# Rat Queens [comic]



## Ophiucha (Dec 12, 2013)

_Rat Queens_ is a dark comedy surrounding a D&D-style party of 'heroines', though there might be an imbalance towards chaotic on the alignment scale. The maidens are drunkards and brawlers who pay their bails by doing quests for the lords of the city. There is an elven mage, a human cleric (who is an atheist), a halfling rogue, and dwarven fighter with colourful personalities and gorgeous character designs. This series doesn't shy away from being bloody, occasionally crude, but also sort of sweet. The relationships are endearing, the charcters are all likeable in their own way while still funny as parodies of their race/class, and there's something to be said for a intentionally generic fantasy setting that still has a protagonist of colour, a queer protagonist, _and _all four protagonists are women.

I really recommend this one, and you can get the first issues for $2 on their digital store here, or for about $4 in a physical shop. There are three issues out so far, with the fourth coming out next Wednesday. If you've read any of it, chat with me about it!


----------



## Philip Overby (Dec 12, 2013)

I love the art here! Reminds me of something, but I can't put my finger on it. The characters sound like a blast as well. Definitely my kind of fantasy.


----------



## ThinkerX (Dec 18, 2013)

Hmm...

Looked over some google image pages from the comics...

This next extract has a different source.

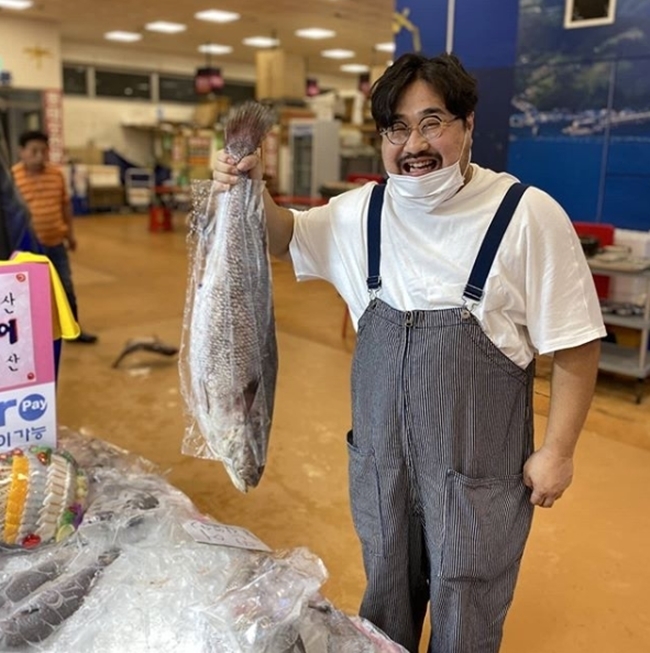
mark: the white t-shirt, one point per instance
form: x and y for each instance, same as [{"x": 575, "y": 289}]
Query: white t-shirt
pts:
[{"x": 539, "y": 295}]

'One part Vodka and two magic mushrooms.  They named it the Betty'.

'My parents worshipped a giant flying squid.  Holidays got weird.'

'You packed candy and drugs for dinner?'


----------



## Ophiucha (Dec 18, 2013)

Emphasis on crude and comedy.  One of the quirks of the halfling is her fondness for magic mushrooms, although aside from a few gags it doesn't really come up much in-story. Mostly everyone is just downing a few dozen tankards of ale.


----------



## ThinkerX (Dec 18, 2013)

Judging from her size, Betty's blood must be about 90% alcohol.


----------